Takoda Collins: Elementary staff contacted agencies 17 times over abuse

Local News

DAYTON, Ohio (WDTN) – Teachers and staff at Horace Mann Elementary School contacted agencies 17 times about suspected abuse inflicted on Takoda Collins while he was attending Dayton Public Schools, according to Superintendent Dr. Elizabeth Lolli.

Lolli, who spoke to WDTN.com Friday, said teachers and staff had contacted agencies 15 times about abuse concerns and principals at the school had contacted agencies two additional times.

“My staff did exactly what we would expect them to do,” Lolli said. “They went above and beyond to try and protect this child.”

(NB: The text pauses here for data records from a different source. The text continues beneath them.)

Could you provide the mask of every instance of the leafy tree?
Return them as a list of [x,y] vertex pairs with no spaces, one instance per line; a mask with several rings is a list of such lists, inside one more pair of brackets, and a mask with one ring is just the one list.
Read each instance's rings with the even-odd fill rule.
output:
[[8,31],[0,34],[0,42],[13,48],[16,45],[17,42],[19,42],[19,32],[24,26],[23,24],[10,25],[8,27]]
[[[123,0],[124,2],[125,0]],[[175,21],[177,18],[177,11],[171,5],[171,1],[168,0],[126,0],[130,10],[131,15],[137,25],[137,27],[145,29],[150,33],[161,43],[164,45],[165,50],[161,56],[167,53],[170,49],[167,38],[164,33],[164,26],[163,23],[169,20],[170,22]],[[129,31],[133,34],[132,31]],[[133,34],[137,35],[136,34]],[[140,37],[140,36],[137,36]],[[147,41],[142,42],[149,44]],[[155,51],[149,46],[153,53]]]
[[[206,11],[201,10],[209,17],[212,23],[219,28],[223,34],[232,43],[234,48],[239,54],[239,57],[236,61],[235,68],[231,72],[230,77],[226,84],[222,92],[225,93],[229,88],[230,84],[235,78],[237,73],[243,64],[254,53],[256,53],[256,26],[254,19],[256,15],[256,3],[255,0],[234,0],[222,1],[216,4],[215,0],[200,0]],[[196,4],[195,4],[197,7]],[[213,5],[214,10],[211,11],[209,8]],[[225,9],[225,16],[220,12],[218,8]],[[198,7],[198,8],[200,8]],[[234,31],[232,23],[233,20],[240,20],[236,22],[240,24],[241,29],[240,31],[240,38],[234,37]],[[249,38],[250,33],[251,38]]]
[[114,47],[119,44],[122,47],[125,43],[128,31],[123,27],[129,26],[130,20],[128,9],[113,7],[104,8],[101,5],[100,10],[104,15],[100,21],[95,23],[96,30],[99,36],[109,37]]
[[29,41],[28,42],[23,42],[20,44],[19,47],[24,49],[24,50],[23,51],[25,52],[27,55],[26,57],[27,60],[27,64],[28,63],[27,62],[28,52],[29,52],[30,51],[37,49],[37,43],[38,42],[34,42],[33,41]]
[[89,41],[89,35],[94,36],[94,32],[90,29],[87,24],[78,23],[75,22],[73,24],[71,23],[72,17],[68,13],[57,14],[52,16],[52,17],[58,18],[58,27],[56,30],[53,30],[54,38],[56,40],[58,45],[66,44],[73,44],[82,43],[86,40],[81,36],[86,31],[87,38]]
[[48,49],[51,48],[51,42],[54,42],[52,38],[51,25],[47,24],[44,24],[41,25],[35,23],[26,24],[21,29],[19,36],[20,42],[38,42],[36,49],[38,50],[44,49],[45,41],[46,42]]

Teachers and school staff are classified as mandatory reporters under federal and state law. This means they must report any suspected concerns of child abuse to children’s services or the police. Police departments weren’t mandatory reporters until Ohio law changed in October 2019.

Lolli said Al-Mutahan McLean, Collins’ father, had called Dayton Public Schools Central Office complaining about the staff’s repeated contact with children’s services.

Lolli: McLean misused homeschool law to keep son away from mandatory reporters

The last contact the district had with Collins was in May 2018, the same month a Dayton Public Schools employee called police after she was concerned when Collins had been called in sick for school. The employee had called Montgomery County Jobs and Family Services concerned over abuse and had contacted a caseworker two days before.

Police visited the home at 1934 Kensington in Dayton. They didn’t get an answer when responding.

Two months later, McLean filed paperwork to homeschool Collins. Lolli said she believed McLean used the homeschool law to escape the scrutiny of the school staff.

“This isn’t a public school vs. homeschool situation.”

Dr. Elizabeth Lolli

“Please understand, the majority of homeschooling parents do very well with their children,” Lolli said. “This isn’t a public school vs. homeschool situation. This is about someone using homeschooling to cover up things that would have been harmful to that person had it been known and recognized.”

Lolli said under current Ohio law, parents need only to submit the appropriate paperwork and keep an affidavit on file with test results, which can only be accessed by the administrator running the homeschool program for that school district.

According to the Coalition for Responsible Home Education’s website, Ohio’s homeschooling laws underwent extensive changes in 1989 and was last reviewed in 2013.

Lolli said prior to the changes, local school districts decided how to implement homeschooling procedures within the framework of state law. She said at DPS, children and parents met with the administrator in charge of homeschooling for interviews. If students hadn’t previously been in the DPS system, the interviews would be more in-depth.

Lolli said under the previous rules, DPS required homeschooled students to take tests at the beginning, middle and end of the school year to gauge their education. Parents would meet with a school administrator if the children weren’t testing well and suggest changes to the curriculum to help them catch up.

Lolli said the vast majority of homeschooled children passed tests and the parents handled their education responsibly. She didn’t see a need to change the law except in cases where a parent had a case of abuse on file. “If you are a parent who has a report on file and potential abuse on file, you should have to bring your child in,” Lolli said.

McLean and two other adults living with Collins, Jennifer Ebert and Amanda Hinze, are due in court on Jan. 15. They pleaded not guilty in December on charges related to child abuse and child endangerment. McLean is charged with seven counts, including rape of a person under the age of 13. All three are in the Montgomery County Jail.

2 NEWS contacted Montgomery County Jobs and Family Services for an interview or a statement, but hadn’t heard back as of the publish time of this article.